C'è Ripasso e Ripasso. Trovarsi a fare la faccia accartocciata davanti all'etichetta, Ripasso, ricordando le marmellate da tagliare con il coltello, le granitiche concentrazioni, il delirio estrattivo di pochi anni or sono. E imbottirsi di pregiudizi, che qualche bicchiere potabile no, non t'ha convinto.
Poi versi il Villa Novare che accoglie la luce come un'epifania, altro che nergritudini: è bello rubino con non pochi barbagli propora, e pure brillante. Ha naso asciutto in cui i ricordi più seri sopravanzano largamente il frutto che pure capolineggia lungo tutto il respiro. C'è l'ombra dell'austerità in mezzo al calore, moderato. Trovi sì qualche accenno dolce, un caramellina alla fragola in fondo a tutto. Ma sono le tensioni di corde bagnate a regolare il ritmo, la china, la spezia.

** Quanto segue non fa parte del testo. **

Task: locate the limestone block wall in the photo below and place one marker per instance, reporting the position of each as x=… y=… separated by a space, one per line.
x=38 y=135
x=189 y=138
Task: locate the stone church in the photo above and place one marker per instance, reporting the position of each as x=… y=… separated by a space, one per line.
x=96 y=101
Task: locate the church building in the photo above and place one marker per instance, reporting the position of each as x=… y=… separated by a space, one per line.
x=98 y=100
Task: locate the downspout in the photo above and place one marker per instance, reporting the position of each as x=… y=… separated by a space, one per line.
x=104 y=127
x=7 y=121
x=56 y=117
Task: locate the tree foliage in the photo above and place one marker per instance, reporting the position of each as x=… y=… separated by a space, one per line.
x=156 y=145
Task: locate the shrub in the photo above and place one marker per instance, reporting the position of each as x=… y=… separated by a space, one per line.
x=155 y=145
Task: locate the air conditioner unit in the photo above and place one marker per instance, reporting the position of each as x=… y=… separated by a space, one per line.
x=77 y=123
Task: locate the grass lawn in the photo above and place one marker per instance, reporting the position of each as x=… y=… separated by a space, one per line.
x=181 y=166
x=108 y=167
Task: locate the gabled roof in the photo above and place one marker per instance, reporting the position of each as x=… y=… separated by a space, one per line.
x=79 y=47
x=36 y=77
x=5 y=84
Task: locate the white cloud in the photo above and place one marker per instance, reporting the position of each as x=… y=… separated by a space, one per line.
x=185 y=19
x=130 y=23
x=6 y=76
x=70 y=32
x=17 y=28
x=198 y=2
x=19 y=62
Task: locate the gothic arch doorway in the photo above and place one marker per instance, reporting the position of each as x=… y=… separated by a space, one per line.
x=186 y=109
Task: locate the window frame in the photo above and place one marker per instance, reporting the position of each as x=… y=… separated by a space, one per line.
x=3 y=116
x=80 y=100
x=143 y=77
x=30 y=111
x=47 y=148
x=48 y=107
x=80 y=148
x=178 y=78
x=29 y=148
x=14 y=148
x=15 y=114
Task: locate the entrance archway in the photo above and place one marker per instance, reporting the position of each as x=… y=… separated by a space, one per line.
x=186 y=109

Poi l'assaggi. E dimentichi quelle panoplie di ciliegie sparate con la fionda, e ti trovi addosso un vino salato, dinamico e diritto, che passa per sughi d'arrosto e vecchie bottiglie d'amaro, traversando un sorso che riesce ad essere, perbacco, elettrico. E laddove s'ingrossa grasso, che nel mezzo sì che s'ingrossa con tutta quella polpa, ti trovi strattonato dall'alcool con più gran forza di quei 13 gradi emmezzo, con un tiro di frusta. Snàp.
E non che sia per il breve finalino, anzi. Bicchiere in contropendenza, prezioso in onta alla larga tiratura, alle botti da un milione di litri, ai milioni di bottiglie e così sia.